Doch die Konkurrenz ist groß. Von Paris aus bearbeitet die L’Oréal-Gruppe mit zahlreichen Tochterfirmen wie Lancôme und Skin Ceuticals das Segment für gehobene Kosmetik und Parfüm, von New York aus Estée Lauder, beides Konzerne mit Milliarden-Umsätzen. Hinzu kommen zahlreiche mittlere und auch kleine Anbieter, von Dr. Hauschka über Reviderm bis zu Annemarie Börlind aus dem Schwarzwald.
„Der Markt ist sehr fragmentiert“, sagt Tim Waller. „Laut einer aktuellen Studie sind wir aber in der EU die Nummer eins in der professionellen Kosmetik.“ Das wäre nicht verwunderlich, ist Babor doch allein in Deutschland immer noch in etwa 2000 Kosmetikstudios vertreten. Am Stammsitz in Aachen werden auch Kosmetikerinnen in einem vor sechs Jahren eingeweihten Schulungszentrum weitergebildet, eigene Studios betreibt Babor in Berlin, Frankfurt, Hamburg und in Aachen gleich am Dom.

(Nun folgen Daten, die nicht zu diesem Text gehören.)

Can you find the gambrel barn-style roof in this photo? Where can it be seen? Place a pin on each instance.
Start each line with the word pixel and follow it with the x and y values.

Seit den 1990ern, als die Firma durch eine schlecht gelaufene Akquisition in Schieflage geriet, produziert man auch Eigenmarken für den gehobenen Drogeriemarkt, Namen werden aber nicht genannt. Und auch einige „Beauty-Docs“, die eigene Kosmetik-Linien anbieten, sollen bei Babor produzieren lassen.
Online-Handel ausgebaut
„Mein Cousin und ich haben vor zehn Jahren eine schöne Marke vorgefunden, die aber ein wenig Staub angesetzt hatte“, sagt Isabel Bonacker, die früher als Beraterin für McKinsey arbeitete. Ab 2014 habe man auf eine „Multi-Channel-Strategie“ gesetzt, was sich auch in der Coronakrise ausgezahlt habe, als alle Kosmetikstudios schließen mussten. Dort lassen sich in Deutschland aber weniger als fünf Prozent der Menschen behandeln, der Markt gilt als rückläufig. Mittlerweile bekommt man Babor-Produkte beim Handelsriesen Douglas ebenso wie bei Amazon oder direkt im eigenen Online-Shop, in 70 Ländern sind die Aachener bereits aktiv.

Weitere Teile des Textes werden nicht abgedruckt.